You will feel an immense sense of freedom and lightness.

It's pretty obvious why: a weight is about to be lifted from your shoulder. Where your path was a narrow funnel leading to one specific destination, you will now have the infinity of all possible and reachable paths ahead of you. You couldn't do anything but worry about the startup - now you can do anything you want.

The end of a start feels very dramatic before it happens, but once it's done, you will feel a whole lot better. Trust me.

Having just gone through this I concur 100%. Everything, and I mean everything, now seems just a little bit more achievable. The good things in life feel better, the bad things not as bad. I smile more, and am sleeping better.

A weight has lifted, and I'm slowly regaining energy - almost feel like I might one day have enough again to start on the journey of another startup.

Another point to add is the worst case scenario is hardly ever as bad as you think its going to be.

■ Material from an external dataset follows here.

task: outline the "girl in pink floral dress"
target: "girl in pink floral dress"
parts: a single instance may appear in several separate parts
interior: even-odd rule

Its very easy to over-estimate the amount of work it will take to recover from a setback.

Sometimes it takes experiencing a setback before you learn this. The confidence you gain from the experience can sometimes be worth more than the gain from everything going as planned.

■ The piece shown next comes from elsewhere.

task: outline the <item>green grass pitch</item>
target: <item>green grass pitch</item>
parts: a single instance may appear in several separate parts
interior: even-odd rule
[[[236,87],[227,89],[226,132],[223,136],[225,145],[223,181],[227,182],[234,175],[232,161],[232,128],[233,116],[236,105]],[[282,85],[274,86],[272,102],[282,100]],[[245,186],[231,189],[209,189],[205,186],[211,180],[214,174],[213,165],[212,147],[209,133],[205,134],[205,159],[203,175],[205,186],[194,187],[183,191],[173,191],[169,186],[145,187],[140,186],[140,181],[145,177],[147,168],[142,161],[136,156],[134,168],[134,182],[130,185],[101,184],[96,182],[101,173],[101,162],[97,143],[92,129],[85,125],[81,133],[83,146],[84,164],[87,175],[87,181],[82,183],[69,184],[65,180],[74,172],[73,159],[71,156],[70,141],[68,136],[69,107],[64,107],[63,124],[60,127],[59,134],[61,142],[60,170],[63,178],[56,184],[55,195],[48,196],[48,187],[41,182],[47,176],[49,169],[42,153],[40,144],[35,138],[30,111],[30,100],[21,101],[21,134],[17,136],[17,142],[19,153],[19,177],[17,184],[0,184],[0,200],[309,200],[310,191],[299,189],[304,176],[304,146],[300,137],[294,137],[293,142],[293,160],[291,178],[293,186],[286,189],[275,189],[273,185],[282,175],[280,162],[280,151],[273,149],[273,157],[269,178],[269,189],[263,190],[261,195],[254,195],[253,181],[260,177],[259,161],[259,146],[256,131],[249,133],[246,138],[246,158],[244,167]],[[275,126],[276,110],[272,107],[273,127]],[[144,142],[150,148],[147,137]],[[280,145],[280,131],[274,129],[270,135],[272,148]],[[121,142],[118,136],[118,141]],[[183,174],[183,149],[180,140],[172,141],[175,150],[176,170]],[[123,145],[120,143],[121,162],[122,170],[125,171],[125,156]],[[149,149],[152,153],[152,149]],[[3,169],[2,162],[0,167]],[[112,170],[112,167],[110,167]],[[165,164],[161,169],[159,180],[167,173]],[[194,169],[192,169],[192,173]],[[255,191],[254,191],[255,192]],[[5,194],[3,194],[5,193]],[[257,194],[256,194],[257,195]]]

Once your startup actually fails and is behind you, here's the surprise: You will feel an immense sense of freedom and lightness.

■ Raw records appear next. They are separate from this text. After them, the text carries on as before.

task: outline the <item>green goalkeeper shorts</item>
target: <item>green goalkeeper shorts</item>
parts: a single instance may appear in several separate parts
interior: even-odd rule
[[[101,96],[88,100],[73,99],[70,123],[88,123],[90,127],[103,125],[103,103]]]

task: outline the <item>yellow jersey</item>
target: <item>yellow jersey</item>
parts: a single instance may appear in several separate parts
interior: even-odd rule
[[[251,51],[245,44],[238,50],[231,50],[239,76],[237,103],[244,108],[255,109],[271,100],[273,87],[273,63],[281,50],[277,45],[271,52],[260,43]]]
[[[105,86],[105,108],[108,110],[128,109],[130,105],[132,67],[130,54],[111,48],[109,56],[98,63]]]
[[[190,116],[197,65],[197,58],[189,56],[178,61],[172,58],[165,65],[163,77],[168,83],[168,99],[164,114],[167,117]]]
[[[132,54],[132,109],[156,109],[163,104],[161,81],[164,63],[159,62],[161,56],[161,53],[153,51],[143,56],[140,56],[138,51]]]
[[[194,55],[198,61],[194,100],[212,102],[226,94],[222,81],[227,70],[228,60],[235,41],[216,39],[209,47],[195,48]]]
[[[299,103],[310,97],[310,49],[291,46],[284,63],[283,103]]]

I'm thinking that's going to vary from person to person. There are a lot of factors involved. Age being an obvious one. For us older folks, who may have an "I only have so many 'at bats' left" mindset, the end of a startup could be seen as the end of, well, pretty much everything.

I know that I, personally, am feeling a bit of a "do or die" thing with my startup. If the day comes that I have to acknowledge that I've failed with this, I'm thinking I am headed to the liquor store to spend whatever money is left on booze, and then driving to Vegas to drink myself to death. My biggest hope will be that I find a hooker who looks something like Elisabeth Shue.

Yes, definitely. One piece of advice I can give from experience:

After you've left your first startup behind you, take a break.

Mine was only a month, but it was the most productive, thoughtful, and interesting month ever. I came up with new ideas about business, people, philosophy, and the world, and just had some of the best and most clear thinking I had had in many years. I processed my former mistakes and turned them into valuable lessons that I will remember forever. I had tons of new ideas and started writing them down. I went skiing a lot. That month has proved immeasurably valuable.

It's amazing what your brain can do when it has space, and you need to let it have that space, especially after such a long time being focused on one thing.

My explicit recommendation to the OP: leave it all behind for as long as you are able (a week, 2 weeks, a month), travel, and bring a journal.

And remember—you'll have a new perspective on all of this in a year's time. Try to keep that 1 year/5 year/10 year outlook and just take the next step. Don't worry, it's just life.